A statute is considered void for overbreadth when "it offends the constitutional
principle that a governmental purpose to control or prevent activities constitutionally
subject to state regulations may not be achieved by means which sweep
unnecessarily broadly and thereby invade the area of protected freedoms." (Adiong
vs. COMELEC)
Void-for-vagueness doctrine- a statute which either forbids or requires the doing
of an act in terms so vague that men of common intelligence must necessarily
guess at its meaning and differ as to its application, violates the first essential of
due process of law. (People vs. Siton)

PEOPLE VS. SITON, G.R. No. 160364, September 18, 2009


FACTS: 
Evangeline Siton and Krystel Kate Sagarano were charged with vagrancy for
wandering and loitering around San Pedro and Legaspi Streets in Davao City.
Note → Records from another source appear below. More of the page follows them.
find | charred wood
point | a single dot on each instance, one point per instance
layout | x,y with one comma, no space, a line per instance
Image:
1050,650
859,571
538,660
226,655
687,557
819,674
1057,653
Further, in the affidavit of the arresting police officer, SPO1 Jay Plaza, it was stated
that there was a prior surveillance conducted on the two accused in an area
reported to be frequented by vagrants and prostitutes who solicited sexual favors
(soliciting male customer).

Respondents thus filed their motion to quash as they assailed the constitutionality of
vagrancy under Article 202 par. 2 (The following are vagrants: xxx 2. Any person
found loitering about public or semi-public buildings or places or tramping or
wandering about the country or the streets without visible means of support; xxx) as
they contend that this vague and overbroad.
MTC denied.

RTC granted and par. 2 of Article 202 of the RPC was declared unconstitutional.
Hence, this petition.

ISSUE:
Whether the overbreadth and vagueness doctrine also applies to penal statutes.

HELD:
No.
In Romualdez v. Sandiganbayan, the overbreadth and vagueness doctrines have
special application to free-speech cases only and are not appropriate for testing the
validity of penal statutes.
Should the provision be rendered unconstitutional?
No.
In relation to warrantless arrest, probable cause was established. The police
authorities have been conducting previous surveillance operations on respondents
prior to their arrest.
Police power. The streets must be protected. The reason why we have public order
laws is to maintain minimum standards of decency, morality and civility in human
society.
This does not violate equal protection clause; neither does it discriminate against
the poor and the unemployed. Offenders of public order laws are punished not for
their status, as for being poor or unemployed, but for conducting themselves under
such circumstances as to endanger the public peace or cause alarm and
apprehension in the community. Being poor or unemployed is not a license or a
justification to act indecently or to engage in immoral conduct.